This post will be the first post where I’m delving into quantifying uncertainty of statistical models. We start with the classical confidence interval, used to estimate uncertainty of statistics about the data that we are working with. Computing confidence intervals can be done using normal theory, which is the classical approach, and bootstrapping, which is more flexible but also more computationally demanding.

This post is part of my series on quantifying uncertainty:

  1. Confidence intervals
  2. Parametric prediction intervals
  3. Bootstrap prediction intervals
  4. Quantile regression
  5. Quantile regression forests
  6. Doubt

What is a confidence interval?

Confidence intervals are about measuring how confident you are in a given population statistic based on your current sample. A population statistic is simply a number associated to your dataset at hand, where typical examples of these are the mean, variance and standard deviation, but this can be any function. Useful population statistics also include the maximum, minimum and $\alpha$-percentiles for $\alpha\in(0,1)$.

Now, for a given population statistic $\rho$ and some $\alpha\in(0,1)$, an $\alpha$-confidence interval for $\rho$ is an interval $(a,b)\subset\mathbb R$ such that, if we were to draw infinitely many samples and compute new confidence intervals for those in the same way, then the true value for $\rho$ would be contained in $(100 * \alpha)$% of the intervals.

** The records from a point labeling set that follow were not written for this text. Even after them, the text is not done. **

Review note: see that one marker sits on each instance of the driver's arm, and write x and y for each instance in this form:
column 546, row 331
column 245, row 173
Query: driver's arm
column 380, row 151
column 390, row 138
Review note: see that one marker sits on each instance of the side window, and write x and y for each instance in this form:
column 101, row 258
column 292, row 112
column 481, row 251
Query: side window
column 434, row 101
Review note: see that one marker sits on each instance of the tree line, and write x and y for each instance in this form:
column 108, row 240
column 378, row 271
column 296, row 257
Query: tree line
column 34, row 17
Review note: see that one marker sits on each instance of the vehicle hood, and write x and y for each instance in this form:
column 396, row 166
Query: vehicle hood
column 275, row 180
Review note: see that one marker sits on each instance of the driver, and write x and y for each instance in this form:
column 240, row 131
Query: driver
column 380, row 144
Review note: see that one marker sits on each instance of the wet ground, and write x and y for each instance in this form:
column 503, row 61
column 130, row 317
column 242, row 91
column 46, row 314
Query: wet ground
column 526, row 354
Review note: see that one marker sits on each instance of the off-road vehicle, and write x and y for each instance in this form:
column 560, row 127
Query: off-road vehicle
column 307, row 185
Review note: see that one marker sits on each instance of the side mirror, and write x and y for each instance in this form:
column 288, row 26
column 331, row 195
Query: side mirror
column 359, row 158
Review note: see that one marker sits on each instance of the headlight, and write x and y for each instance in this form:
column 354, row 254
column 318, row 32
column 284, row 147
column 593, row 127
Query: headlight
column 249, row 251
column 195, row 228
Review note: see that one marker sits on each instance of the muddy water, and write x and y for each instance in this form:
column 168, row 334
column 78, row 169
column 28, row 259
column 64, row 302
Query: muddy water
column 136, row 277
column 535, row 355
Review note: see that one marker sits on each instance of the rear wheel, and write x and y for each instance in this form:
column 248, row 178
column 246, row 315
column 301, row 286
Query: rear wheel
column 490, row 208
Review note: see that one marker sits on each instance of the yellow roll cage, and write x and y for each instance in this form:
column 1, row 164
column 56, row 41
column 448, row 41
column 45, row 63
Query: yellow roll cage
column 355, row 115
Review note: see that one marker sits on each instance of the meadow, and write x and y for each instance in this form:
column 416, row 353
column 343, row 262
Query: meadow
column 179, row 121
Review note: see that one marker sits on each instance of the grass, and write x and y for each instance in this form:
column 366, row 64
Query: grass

As a running example, say we would like to find the mean amount of money spent on coffee in Denmark per year, measured in the local currency DKK. There is a true answer to this, call it $\mu$, but it would be quite time-consuming to compute $\mu$ as we would have to ask every single Dane. Instead, we randomly ask 10 people and get a sample of size $n = 10$:

#1 #2 #3 #4 #5 #6 #7 #8 #9 #10
1000 0 545 2100 400 1200 500 1200 1500 900

The distribution of the coffee data, which is quite right-skewed.

We can now compute the mean of these to get the sample mean $\bar x = 934.50$. Say that we are given a 75% confidence interval $(850, 950)$, computed for this particular sample. This would mean that, were we to repeat the process of asking 10 random people and computing their mean coffee expenditure, the true mean $\mu$ would belong to 75% of the intervals. In other words, if we put on a Bayesian hat for a few seconds, there’s a 75% chance that the true mean $\mu$ belongs to our interval $(850, 950)$. It says nothing about where $\mu$ would be located within the interval. It turns out that $\mu\approx 1,105$, so our interval turned out to be a fluke.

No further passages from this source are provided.